Dans un arrêt discutable du 14/11/2025, le Conseil d’Etat juge que la circonstance que le rejet d’une réclamation présentée sur le fondement de l’article L. 190 du LPF soit formalisé dans une proposition de rectification ne fait pas, par elle-même, obstacle à ce que les délais de saisine du juge soient opposables au contribuable, dès lors que l’existence d’une décision expresse de rejet ressort sans ambiguïté de ce document (Conseil d'État, 9ème - 10ème chambres réunies, 14/11/2025, 498880).
Cette décision du Conseil d’Etat, sévère pour le contribuable, participe de la vision restrictive du juge administratif quant au délai de recours dont dispose le contribuable pour contester devant le juge, une décision administrative qui n’est pas assortie de la mention des voies et délais de recours.
Une demande de remboursement de crédit TVA rejetée dans une proposition de rectification.
Dans l’affaire commentée, à la suite d’une demande faite par une société à l'administration fiscale concernant le remboursement d'un crédit TVA dont elle s'estimait titulaire au titre du quatrième trimestre 2017, pour un montant de 69 263 euros, l’administration fiscale a procédé à une vérification de comptabilité portant sur la période de 18 novembre 2016 au 31 décembre 2017. A l'issue de cette vérification de comptabilité, l’administration fiscale a remis en cause l'existence de ce crédit TVA, dans une proposition de rectification du 28 septembre 2018 ; le document étant expressément intitulé " proposition de rectification ".
Logiquement, la société n’a pas contesté la proposition de rectification devant le juge de l’impôt, mais elle a reporté le montant de ce même crédit sur les déclarations de TVA qu'elle a souscrites postérieurement et formulé une nouvelle demande de remboursement de crédit TVA le 21 janvier 2020, puis une autre le 21 janvier 2021.
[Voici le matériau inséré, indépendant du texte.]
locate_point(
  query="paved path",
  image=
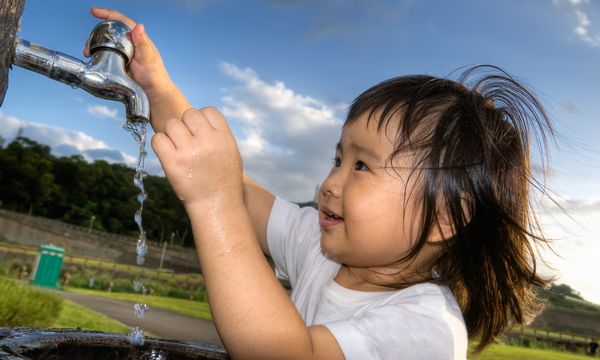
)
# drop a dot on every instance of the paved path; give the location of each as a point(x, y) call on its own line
point(160, 323)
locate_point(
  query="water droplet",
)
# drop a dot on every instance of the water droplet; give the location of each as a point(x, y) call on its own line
point(140, 310)
point(137, 285)
point(157, 355)
point(138, 217)
point(142, 247)
point(136, 336)
point(142, 197)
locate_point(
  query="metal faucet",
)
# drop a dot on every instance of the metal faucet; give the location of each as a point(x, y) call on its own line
point(104, 76)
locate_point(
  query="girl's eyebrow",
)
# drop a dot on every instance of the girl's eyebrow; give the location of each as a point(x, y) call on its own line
point(360, 149)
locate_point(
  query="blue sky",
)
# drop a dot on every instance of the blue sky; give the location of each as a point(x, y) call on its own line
point(284, 72)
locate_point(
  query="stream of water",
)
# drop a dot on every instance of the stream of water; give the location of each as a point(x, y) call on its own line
point(138, 131)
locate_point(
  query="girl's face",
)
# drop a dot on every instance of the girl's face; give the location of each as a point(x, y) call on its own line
point(366, 211)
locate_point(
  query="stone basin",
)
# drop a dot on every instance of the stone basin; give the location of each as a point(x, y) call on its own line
point(55, 344)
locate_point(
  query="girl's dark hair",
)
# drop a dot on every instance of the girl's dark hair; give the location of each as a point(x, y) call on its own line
point(471, 138)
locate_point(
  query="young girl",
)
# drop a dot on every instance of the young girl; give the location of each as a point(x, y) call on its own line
point(421, 240)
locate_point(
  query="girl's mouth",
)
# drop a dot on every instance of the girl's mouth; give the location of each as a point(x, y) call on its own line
point(330, 219)
point(332, 216)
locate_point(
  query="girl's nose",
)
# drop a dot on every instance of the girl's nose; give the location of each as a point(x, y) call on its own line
point(330, 188)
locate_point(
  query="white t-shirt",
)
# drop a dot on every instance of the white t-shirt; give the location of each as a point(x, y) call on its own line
point(419, 322)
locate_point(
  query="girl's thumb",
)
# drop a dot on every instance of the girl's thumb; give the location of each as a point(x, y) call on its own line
point(144, 49)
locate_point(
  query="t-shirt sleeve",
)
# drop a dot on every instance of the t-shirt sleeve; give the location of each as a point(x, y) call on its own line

Ces dernières demandes ont été rejetées par l’administration fiscale, en tant qu'elles portaient, selon l’administration, sur le crédit de 69 263 euros ayant précédemment fait l'objet d'une décision de rejet, et donc, dans la proposition de rectification.
C’est dans ces conditions que la société a saisi le tribunal administratif de Versailles pour lui demander de prononcer le remboursement du crédit TVA en question et dont elle s'estimait titulaire au titre du quatrième trimestre 2020. Le tribunal administratif a rejeté, par un jugement du 4 avril 2023, la demande comme étant introduite tardivement, car selon la tribunal, la décision de rejet de cette demande de remboursement de crédit, c’est la proposition de rectification du 28 septembre 2018, et la contestation de cette décision intervenait hors du délai de recours contentieux, qui est en principe de deux mois à compter de la notification de la décision lorsque celle-ci contient la mention des voix de recours, ou un an, en l’absence de cette mention, d’après la position déjà connue du Conseil d’Etat.
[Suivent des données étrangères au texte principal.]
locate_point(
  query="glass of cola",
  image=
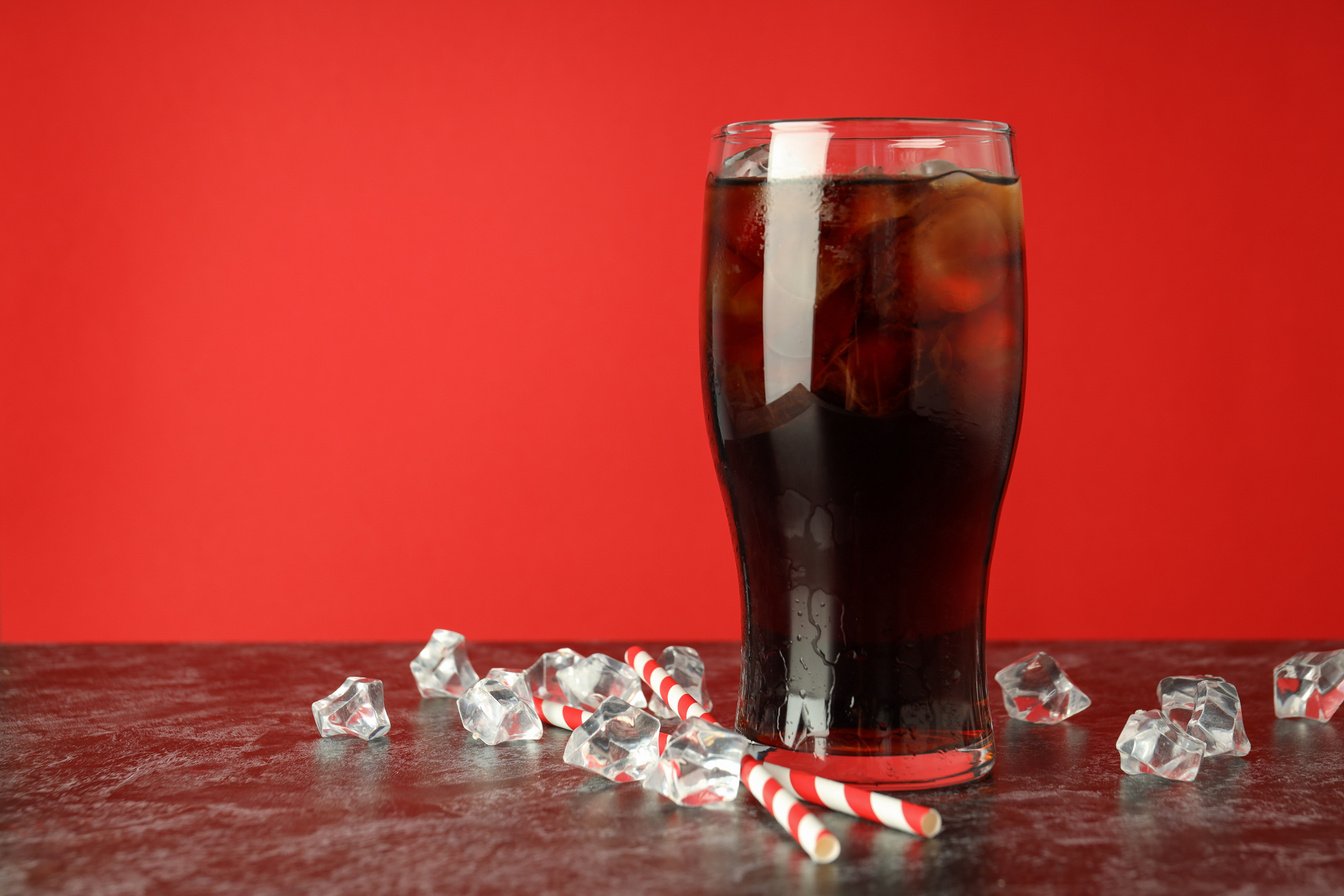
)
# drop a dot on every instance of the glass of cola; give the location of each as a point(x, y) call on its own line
point(863, 341)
Estimant, à juste titre, qu'une proposition de rectification n'a en principe pas de caractère décisoire, de sorte qu'elle a pu être induite en erreur par l'absence de mention des voies et délais de recours, la société a fait appel du jugement devant la cour administrative d'appel de Versailles, qui par un arrêt du 17 septembre 2024, a rejeté l'appel formé par la société. Cette dernière se pourvoit en cassation contre l’arrêt de la cour administrative d’appel, et le Conseil d’Etat rejette le pourvoi en jugeant que la circonstance que le rejet d’une réclamation présentée sur le fondement de l’article L. 190 du LPF soit formalisé dans une proposition de rectification ne fait pas, par elle-même, obstacle à ce que les délais de saisine du juge soient opposables au contribuable, dès lors que l’existence d’une décision expresse de rejet ressort sans ambiguïté de ce document. Cette position du Conseil d’Etat qui n’est pas surprenante, est très discutable.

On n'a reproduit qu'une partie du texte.